Sous le titre "Se Loger en France", l'ACMIL vient de  publier un ouvrage qui tranche sur cette idée largement répandue que le logement est avant tout une "dépense" de l'Etat, qu'il serait souhaitable de réduire si c'est par les dépenses qu'on veut agir pour réduire les déséquilibres. Les auteurs de ce document ont la particularité d'avoir été ou d'être des acteurs de terrain. Bernard Gérardin, qui a pris l'initiative de l'ouvrage, a œuvré dans le secteur immobilier de la Caisse des Dépôts, ainsi que dans le conseil en gestion aux organismes du logement social, et a codirigé en Ile de France un des plus gros offices HLM de France. Sylvain Leplâtre a dirigé deux offices HLM et été le directeur clientèle d'une importante S.A. HLM à compétence nationale. L'éditeur ACMIL- Association de Coordination des Moyens d'Intervention pour le Logement- a souhaité compléter l'étude nationale par 3 monographies régionales qui ont été réalisées par Pascale Da Costa, étudiante en master 2 après un début de carrière dans la gestion de copropriétés.

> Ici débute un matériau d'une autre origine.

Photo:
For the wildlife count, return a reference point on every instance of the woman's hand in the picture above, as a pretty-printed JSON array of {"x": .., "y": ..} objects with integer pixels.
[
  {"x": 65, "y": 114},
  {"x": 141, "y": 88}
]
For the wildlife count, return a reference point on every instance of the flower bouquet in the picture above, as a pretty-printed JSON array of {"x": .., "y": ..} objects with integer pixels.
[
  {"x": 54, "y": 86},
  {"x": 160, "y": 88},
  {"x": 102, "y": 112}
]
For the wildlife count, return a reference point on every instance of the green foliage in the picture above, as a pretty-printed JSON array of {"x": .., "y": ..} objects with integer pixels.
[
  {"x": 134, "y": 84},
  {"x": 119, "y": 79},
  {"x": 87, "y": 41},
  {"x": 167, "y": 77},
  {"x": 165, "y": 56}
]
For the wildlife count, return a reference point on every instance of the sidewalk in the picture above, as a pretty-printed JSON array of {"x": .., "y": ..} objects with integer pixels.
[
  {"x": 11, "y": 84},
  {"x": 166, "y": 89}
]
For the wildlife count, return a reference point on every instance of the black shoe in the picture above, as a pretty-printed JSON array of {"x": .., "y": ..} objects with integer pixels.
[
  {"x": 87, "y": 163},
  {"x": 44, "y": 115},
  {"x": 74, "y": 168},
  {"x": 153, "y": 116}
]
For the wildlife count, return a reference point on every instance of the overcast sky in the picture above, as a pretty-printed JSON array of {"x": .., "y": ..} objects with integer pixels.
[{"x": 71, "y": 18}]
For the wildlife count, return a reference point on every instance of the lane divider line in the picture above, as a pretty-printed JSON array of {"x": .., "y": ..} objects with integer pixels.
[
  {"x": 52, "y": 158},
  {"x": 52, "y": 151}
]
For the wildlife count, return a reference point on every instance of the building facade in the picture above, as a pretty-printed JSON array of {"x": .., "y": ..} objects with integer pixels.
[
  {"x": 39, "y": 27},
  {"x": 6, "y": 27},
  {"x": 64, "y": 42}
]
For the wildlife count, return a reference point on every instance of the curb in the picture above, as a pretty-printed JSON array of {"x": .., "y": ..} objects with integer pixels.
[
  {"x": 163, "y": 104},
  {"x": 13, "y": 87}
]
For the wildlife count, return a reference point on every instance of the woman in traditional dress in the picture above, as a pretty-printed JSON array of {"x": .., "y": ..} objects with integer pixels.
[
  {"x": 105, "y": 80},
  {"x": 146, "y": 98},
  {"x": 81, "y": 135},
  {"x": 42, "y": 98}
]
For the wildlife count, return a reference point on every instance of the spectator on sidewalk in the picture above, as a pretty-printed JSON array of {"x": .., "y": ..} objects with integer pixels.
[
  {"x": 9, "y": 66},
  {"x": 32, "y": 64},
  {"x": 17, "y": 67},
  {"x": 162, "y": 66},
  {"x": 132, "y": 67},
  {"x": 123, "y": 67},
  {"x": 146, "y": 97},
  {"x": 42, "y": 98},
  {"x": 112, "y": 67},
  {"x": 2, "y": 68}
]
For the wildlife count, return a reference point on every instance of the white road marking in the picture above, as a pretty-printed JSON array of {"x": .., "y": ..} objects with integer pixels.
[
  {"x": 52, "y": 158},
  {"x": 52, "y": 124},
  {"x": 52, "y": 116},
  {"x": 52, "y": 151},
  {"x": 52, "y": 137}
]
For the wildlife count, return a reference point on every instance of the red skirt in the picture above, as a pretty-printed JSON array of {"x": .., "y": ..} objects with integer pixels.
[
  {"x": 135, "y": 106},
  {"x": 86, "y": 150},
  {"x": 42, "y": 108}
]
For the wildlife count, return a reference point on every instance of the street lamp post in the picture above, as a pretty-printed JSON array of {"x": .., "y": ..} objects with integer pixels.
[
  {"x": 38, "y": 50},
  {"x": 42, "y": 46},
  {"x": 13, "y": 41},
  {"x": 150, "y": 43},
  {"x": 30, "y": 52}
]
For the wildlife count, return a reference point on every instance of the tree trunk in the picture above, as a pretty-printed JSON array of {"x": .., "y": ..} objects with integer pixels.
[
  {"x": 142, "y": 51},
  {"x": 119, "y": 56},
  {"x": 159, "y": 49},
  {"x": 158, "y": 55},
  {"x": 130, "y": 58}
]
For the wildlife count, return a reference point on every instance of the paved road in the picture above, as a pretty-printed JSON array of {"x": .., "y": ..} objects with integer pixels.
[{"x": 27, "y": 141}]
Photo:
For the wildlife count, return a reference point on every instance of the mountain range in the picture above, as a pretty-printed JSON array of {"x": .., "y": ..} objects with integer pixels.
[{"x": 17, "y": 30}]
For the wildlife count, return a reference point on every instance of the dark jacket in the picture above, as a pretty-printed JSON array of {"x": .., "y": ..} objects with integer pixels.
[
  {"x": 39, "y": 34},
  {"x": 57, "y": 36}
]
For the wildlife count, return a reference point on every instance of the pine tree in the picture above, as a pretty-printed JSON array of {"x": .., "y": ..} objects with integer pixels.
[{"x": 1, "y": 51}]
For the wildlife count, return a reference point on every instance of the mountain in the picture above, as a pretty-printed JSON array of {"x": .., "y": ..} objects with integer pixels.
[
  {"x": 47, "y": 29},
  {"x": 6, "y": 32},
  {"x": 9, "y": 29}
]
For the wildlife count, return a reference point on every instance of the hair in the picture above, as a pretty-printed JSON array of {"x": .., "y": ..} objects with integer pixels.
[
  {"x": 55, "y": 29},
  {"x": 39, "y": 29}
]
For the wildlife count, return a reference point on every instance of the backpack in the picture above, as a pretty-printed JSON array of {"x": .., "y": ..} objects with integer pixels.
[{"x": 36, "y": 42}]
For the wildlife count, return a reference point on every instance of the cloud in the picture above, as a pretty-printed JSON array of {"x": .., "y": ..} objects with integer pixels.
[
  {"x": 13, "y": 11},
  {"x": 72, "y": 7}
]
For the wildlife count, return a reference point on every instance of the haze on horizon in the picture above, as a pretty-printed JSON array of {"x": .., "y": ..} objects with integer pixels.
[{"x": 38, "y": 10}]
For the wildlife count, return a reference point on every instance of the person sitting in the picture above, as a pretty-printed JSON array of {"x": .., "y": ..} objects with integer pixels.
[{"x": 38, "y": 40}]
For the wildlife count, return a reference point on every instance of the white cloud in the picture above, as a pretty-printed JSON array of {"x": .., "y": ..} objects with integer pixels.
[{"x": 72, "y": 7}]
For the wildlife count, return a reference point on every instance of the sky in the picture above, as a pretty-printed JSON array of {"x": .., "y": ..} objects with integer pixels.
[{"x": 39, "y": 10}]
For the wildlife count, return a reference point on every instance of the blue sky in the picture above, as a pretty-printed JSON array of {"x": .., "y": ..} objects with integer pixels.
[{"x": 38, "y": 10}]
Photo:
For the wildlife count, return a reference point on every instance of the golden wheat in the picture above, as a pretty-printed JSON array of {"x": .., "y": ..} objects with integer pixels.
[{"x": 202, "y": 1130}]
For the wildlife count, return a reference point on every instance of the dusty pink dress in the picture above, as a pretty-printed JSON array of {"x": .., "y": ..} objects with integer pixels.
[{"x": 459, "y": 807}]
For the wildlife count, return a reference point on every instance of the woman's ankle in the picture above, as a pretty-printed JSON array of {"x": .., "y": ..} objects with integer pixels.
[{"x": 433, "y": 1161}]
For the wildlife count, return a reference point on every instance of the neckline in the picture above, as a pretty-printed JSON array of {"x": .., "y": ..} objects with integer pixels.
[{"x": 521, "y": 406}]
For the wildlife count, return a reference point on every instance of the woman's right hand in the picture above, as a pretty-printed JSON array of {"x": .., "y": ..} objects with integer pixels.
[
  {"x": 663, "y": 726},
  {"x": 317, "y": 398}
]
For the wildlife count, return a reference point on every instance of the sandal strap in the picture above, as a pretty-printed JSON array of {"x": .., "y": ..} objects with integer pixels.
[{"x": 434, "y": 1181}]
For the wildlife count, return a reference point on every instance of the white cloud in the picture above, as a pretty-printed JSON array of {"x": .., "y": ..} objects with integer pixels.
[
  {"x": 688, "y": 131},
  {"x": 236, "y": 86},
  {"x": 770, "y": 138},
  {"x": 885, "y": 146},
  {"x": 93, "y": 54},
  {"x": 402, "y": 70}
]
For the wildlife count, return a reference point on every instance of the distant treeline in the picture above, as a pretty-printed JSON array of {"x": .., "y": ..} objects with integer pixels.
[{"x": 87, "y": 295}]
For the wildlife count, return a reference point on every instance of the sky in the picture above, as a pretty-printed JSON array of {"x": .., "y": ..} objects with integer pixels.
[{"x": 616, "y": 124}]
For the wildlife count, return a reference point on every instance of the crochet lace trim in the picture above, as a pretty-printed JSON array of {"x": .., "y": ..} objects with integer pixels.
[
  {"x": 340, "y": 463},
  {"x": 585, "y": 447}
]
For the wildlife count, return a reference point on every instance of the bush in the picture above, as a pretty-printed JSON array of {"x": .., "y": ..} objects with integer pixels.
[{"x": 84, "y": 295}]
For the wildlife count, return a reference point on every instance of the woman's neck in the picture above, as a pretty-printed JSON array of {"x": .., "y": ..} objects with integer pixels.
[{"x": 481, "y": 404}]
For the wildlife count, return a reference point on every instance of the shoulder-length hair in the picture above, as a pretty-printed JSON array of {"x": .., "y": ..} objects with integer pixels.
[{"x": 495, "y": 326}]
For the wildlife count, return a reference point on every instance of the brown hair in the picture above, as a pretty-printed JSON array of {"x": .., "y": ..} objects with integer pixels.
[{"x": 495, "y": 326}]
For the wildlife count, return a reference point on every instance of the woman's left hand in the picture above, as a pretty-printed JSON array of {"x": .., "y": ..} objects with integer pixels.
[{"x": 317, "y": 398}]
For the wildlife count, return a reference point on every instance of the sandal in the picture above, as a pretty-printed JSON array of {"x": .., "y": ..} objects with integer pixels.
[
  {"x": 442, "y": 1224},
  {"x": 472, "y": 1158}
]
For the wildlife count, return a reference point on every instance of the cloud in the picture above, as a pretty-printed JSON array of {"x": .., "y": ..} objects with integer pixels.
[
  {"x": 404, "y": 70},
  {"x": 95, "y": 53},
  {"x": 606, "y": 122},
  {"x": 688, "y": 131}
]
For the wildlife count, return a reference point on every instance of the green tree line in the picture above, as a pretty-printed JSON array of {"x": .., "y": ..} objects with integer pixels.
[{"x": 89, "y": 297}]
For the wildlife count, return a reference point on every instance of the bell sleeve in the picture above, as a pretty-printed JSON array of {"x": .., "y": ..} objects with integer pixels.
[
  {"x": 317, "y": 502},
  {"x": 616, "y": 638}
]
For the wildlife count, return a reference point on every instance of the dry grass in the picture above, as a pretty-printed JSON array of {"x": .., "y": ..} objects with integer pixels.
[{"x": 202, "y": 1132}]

Les auteurs passent en revue passent en revue les nombreux effets de la  construction sociale, où la demande reste énorme et l'offre possible, car, et c'est l'essentiel de la démonstration : quel est l'impact sur l'Economie et notamment sur les finances publiques d'un accroissement de la production de logements cohérent avec les besoins ?

La réponse, en simplifiant pour le 20 heures pourrait tenir en peu de mots : 100 000 logements supplémentaires par an généreraient 283 000 emplois à temps plein, avec un impact sur le PIB de 10.4 milliards d'€, les auteurssoulignant en particulier que l'activité du secteur du logement  ( financé par l'épargne populaire du livret A et remboursé par les loyers)  n'aggrave pas la dette des collectivités publiques, contribue même à la diminuer pour des montants très significatifs, puisque les sommes en trésorerie, toujours supérieures aux aides effectives elles-mêmes, dépassent en moyenne 30 milliards par an sur la période 2008 – 2010".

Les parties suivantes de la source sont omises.